Jerry was sitting at the kitchen table, shovelling down sandwiches. Laila sat opposite him, twisting her fingers around each other. When Jerry caught sight of Lennart he saluted and said, ‘Hello there, Captain.’

Lennart walked over and closed the fridge door. A considerable proportion of the contents had been laid out on the table so that Jerry had a choice of fillings for his sandwich. He took a bite of one containing liver pâté, cheese and gherkins, nodded in Laila’s direction and said, ‘What the fuck’s wrong with Mother? She looks completely out of it.’

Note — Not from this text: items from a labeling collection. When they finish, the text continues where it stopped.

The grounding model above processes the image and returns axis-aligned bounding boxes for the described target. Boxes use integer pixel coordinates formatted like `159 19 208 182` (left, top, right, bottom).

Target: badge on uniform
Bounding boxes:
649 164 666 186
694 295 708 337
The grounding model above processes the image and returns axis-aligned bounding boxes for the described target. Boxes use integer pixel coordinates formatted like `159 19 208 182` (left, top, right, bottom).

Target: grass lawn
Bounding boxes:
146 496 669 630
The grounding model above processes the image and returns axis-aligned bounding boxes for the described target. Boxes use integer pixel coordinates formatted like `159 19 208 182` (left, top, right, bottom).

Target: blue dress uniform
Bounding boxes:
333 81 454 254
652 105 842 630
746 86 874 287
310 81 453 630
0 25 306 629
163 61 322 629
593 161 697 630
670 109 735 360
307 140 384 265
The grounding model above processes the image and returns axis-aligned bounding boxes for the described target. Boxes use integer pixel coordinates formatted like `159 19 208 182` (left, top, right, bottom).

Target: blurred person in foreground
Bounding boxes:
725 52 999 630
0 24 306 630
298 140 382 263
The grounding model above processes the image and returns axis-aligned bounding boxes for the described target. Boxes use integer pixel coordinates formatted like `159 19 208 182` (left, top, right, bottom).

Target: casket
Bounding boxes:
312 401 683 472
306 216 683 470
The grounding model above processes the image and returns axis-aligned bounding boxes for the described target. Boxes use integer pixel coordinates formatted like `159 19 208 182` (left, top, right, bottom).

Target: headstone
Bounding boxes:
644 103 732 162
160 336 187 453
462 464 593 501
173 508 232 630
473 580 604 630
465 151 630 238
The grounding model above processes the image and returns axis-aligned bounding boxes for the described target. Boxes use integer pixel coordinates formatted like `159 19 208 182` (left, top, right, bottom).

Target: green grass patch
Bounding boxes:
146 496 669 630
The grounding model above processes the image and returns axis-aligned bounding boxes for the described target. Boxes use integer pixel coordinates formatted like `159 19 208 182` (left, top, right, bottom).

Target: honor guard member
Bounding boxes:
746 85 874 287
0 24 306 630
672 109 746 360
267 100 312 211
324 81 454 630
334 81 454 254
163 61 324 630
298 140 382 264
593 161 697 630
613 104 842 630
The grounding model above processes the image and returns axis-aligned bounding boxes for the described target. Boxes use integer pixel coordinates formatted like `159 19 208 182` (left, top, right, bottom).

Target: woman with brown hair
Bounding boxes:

Lennart couldn’t bring himself to answer. Jerry licked gherkin juice off his stiff, chubby fingers. Once upon a time they had been slender and flexible, moving over the strings of a guitar like a bird’s wings. Without looking at Jerry, Lennart said, ‘We’re a bit busy.’

Jerry grinned and started making a fresh sandwich. ‘Busy with what? You two are never busy.’

A tube of fish paste was lying on the table in front of Lennart. Jerry had squeezed it in the middle, and Lennart began pointedly rolling up the bottom of the tube, pushing the paste towards the top. A slight headache had begun to burn around his temples.

Jerry polished off his sandwich in four bites, leaned back in his chair, locked his hands behind his head and gazed around the kitchen. ‘So. You’re a bit busy.’

Lennart took out his wallet. ‘Do you need money?’

Jerry adopted an expression that indicated this was a completely new idea, and looked over at Laila. He noticed something and tilted his head. ‘What’s happened to your cheek, Mother? Did he hit you?’

Laila shook her head, but in such an unconvincing way that she might as well have said yes. Jerry nodded and scratched his stubble. Lennart stood there holding out his open wallet. The glowing points on either side of his head made contact and sent a thread of pain burning through his skull.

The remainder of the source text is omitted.